Двое бойцов вели под руки изможденного, заросшего человека в ножных кандалах. Посреди двора он остановился и поднял над головой иссохшую руку.
— Товарищи… дорогие… — чуть слышно прерывистым от слабости и волнения голосом заговорил человек. — Мы верили, что вы придете… и ждали вас… Великое вам спасибо! — Его голос окреп, глаза заблестели. Он простер руку вперед и продолжал: — Идите так же смело к победе! Беспощадно добивайте наемников капитала!.. Они хотят повернуть историю вспять, но этого не будет! Не будет! Мы, большевики, отвоевали Россию у богатых для бедных, у эксплуататоров для трудящихся и никогда никому не отдадим завоеванного кровью лучших сынов трудового народа… — Человек замолчал и, прикрыв глаза, тяжело опустился на руки бойцов.
— Второй эскадрон, выходи! — крикнул Ладыгин, вбегая во двор.
Бойцы шумной ватагой повалили на улицу.
— Вихров, ко мне! Бери взвод, оцепи этот квартал, — быстро распоряжался Ладыгин. — А я с остальными зайду с той стороны. Тут, говорят, штабные попрятались…
Снимая на ходу винтовки, конармейцы побежали по улице.
Кузьмич с замешкавшейся во дворе небольшой группой бойцов, среди которых оказался и Харламов, пустился догонять эскадрон.
Он впереди всех кинулся напрямик. Из-за угла дома прямо на него набежал маленький человек в котелке.
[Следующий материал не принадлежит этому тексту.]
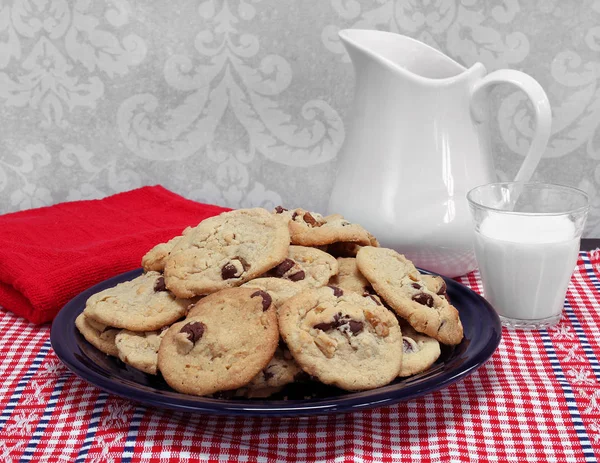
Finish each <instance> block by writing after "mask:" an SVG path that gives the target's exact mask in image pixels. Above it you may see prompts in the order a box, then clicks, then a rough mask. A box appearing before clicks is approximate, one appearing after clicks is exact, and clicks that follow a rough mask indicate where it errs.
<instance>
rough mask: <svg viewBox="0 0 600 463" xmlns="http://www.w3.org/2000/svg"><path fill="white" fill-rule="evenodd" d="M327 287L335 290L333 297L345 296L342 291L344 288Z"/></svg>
mask: <svg viewBox="0 0 600 463" xmlns="http://www.w3.org/2000/svg"><path fill="white" fill-rule="evenodd" d="M327 287H328V288H331V289H332V290H333V295H334V296H335V297H340V296H343V295H344V291H343V290H342V288H338V287H337V286H333V285H327Z"/></svg>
— Проше пана товарища, — бойко заговорил человек, принимая Кузьмича за начальника. — Проше пана — здесь дефензива. — Он показывал рукой на открытые окна большого дома, откуда доносились пьяные голоса, топот и пронзительные звуки окарино [33].
— Дефензива? — Кузьмич недоуменно посмотрел на него. — А что это — дефензива?
— Жандармы, проше пана товарища. Жандармы, проше пана, суть наиперши злодеи.
— А… Понятно. — Кузьмич понимающе кивнул головой. — Ребята, здесь жандармы! — крикнул он подбежавшим бойцам. — За мной!
Он взбежал на крыльцо, у самых дверей пропустил всех вперед и, угрожающе шевеля усами, вошел в дом последним.
В первой комнате лежало вповалку несколько человек в голубых мундирах.
— Мертвые, что ль? — недоумевая, сказал Харламов.
— Пьяные они! — закричал Кузьмич, нагибаясь и нюхая воздух. — Факт! Ишь, дух какой!
Харламов осторожно приоткрыл дверь в соседнюю комнату. За уставленным бутылками столом сидел тучный жандармский вахмистр. Двое жандармов, грохоча коваными сапогами, тупо плясали польку. Третий, сидя у окна и покачиваясь, играл на окарино.
— Руки вверх! — крикнул Кузьмич, выхватывая шашку из ножен. — Бери их, братва!
Вахмистр, упираясь широко расставленными руками и пошатываясь, поднялся из-за стола.
— Кто ты ест? — захрипел он. — Кто ты ест, лайдак? Пся твоя мать!